Oil prices at a 13-month low; slips to $102 per barrel

The International Energy Agency (IEA) believes that supply glut is shielding the market from price disruptions.

Oil prices at a 13-month low; slips to $102 per barrel
The unrest in Iraq, Libya, Ukraine and Gaza, coupled with an accelerating American economy, would normally spell a spike in crude oil prices. However, prices have slipped to a 13-month low of about $102 per barrel.

The easing of prices despite continued threat of disruption in oil supply can be attributed to three critical factors. First, the International Energy Agency (IEA) believes that supply glut is shielding the market from price disruptions.

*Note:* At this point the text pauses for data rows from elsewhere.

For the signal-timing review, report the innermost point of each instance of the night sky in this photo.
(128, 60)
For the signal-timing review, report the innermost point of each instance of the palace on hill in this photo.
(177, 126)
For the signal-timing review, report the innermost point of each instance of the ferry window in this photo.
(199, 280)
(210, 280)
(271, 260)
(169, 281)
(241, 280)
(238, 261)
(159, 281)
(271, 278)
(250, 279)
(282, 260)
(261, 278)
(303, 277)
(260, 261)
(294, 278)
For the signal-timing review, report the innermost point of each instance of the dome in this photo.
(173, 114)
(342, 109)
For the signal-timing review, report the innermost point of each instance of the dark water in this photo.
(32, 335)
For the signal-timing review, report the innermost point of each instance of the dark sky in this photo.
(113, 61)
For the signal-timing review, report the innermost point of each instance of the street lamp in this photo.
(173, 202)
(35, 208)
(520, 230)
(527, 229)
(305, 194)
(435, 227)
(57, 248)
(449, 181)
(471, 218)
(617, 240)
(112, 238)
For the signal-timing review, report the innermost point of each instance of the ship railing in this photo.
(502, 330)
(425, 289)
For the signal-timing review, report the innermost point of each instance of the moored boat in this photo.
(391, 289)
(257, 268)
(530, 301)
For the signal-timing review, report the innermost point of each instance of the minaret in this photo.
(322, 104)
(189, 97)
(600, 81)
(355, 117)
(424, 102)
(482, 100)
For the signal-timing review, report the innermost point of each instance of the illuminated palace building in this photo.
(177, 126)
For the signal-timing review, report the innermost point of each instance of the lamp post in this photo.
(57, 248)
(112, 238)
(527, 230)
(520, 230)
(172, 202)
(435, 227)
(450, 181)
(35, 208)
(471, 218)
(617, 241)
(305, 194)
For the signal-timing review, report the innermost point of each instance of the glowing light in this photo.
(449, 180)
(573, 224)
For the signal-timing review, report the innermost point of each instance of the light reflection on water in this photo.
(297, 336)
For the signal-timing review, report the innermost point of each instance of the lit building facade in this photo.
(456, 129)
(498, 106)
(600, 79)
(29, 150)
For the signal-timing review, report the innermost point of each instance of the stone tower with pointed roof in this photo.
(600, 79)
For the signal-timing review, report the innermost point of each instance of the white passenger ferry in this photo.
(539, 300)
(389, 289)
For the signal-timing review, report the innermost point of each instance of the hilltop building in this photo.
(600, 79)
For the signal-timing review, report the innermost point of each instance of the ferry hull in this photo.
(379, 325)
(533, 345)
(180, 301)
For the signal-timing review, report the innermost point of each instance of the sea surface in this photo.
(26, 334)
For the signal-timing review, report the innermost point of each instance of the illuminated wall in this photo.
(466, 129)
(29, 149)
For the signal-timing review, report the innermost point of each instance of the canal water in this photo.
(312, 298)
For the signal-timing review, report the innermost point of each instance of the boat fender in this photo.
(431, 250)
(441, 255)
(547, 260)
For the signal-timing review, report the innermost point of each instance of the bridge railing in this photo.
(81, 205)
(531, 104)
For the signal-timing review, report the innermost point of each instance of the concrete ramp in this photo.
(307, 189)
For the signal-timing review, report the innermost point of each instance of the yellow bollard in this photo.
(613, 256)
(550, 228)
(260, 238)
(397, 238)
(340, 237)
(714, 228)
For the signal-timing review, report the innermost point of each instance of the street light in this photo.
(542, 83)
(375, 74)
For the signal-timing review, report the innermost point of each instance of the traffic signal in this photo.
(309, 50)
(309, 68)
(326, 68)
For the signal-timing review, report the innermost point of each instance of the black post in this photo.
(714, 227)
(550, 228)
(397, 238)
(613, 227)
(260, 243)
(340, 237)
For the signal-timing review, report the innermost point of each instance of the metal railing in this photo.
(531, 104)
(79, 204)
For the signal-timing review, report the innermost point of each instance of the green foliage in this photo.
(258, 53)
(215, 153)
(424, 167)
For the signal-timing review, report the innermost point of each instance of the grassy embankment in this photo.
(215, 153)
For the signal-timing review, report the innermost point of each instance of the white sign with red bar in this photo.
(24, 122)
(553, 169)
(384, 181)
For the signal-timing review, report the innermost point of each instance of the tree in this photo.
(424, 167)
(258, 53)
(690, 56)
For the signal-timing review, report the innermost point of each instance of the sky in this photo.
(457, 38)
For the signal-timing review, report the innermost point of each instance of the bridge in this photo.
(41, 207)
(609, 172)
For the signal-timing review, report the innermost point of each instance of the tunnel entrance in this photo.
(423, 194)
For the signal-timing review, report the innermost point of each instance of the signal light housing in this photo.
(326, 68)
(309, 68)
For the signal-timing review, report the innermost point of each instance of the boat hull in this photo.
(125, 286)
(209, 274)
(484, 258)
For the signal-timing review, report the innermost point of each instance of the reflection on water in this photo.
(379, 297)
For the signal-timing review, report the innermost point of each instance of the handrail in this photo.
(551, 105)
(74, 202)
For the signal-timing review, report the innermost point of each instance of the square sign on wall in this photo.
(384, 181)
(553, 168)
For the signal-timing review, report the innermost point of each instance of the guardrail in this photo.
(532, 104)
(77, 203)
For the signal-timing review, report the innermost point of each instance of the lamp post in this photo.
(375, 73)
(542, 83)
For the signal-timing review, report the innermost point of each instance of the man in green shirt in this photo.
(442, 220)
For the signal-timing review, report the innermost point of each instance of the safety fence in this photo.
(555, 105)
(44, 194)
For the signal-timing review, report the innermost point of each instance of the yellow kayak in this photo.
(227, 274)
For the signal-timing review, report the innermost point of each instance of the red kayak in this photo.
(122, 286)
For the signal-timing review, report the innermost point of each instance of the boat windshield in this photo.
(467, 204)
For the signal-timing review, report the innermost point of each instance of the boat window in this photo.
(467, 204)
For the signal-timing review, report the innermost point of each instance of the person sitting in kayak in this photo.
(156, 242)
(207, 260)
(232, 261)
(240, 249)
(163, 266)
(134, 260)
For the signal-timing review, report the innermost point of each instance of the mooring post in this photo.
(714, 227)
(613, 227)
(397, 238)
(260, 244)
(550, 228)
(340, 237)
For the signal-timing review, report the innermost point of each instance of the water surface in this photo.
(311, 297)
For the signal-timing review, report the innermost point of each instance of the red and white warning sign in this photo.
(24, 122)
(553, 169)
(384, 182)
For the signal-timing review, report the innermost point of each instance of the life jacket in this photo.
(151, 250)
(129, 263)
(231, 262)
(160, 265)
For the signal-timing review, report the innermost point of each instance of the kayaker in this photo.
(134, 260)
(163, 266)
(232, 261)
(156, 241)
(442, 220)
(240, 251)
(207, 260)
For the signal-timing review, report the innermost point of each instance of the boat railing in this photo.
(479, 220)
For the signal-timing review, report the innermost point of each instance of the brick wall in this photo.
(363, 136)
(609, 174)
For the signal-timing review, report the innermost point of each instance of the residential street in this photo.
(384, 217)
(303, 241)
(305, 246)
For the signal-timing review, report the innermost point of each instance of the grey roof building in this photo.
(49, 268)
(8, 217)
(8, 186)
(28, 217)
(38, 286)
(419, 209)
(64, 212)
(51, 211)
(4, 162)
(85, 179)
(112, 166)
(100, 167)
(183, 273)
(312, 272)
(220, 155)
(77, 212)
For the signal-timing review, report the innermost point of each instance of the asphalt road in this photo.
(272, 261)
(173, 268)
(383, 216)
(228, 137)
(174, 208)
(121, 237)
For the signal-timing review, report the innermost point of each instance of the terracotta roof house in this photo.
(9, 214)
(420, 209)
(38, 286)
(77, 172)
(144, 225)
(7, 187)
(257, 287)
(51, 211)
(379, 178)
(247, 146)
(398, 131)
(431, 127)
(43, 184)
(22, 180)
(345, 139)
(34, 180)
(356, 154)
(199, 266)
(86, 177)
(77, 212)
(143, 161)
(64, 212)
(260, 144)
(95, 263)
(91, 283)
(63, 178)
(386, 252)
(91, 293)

The agency has lowered its estimate for oil demand growth for 2014 and 2015 after an annual expansion in fuel consumption during the quarter to June slowed to 7,00,000 barrels per day. IEA believes that the oil markets look better supplied than expected, with even an oil glut reported in Atlantic basin. The extent of supply surplus can be gauged from the fact that a major exporter such as Libya is struggling to find a buyer for its crude oil.

Second, Russia’s weak financial position is likely to keep its policy-makers from creating supply bottlenecks despite the country’s stand-off with the European Union. Last, the United States’ reliance on crude oil import has reached its lowest level since 1970.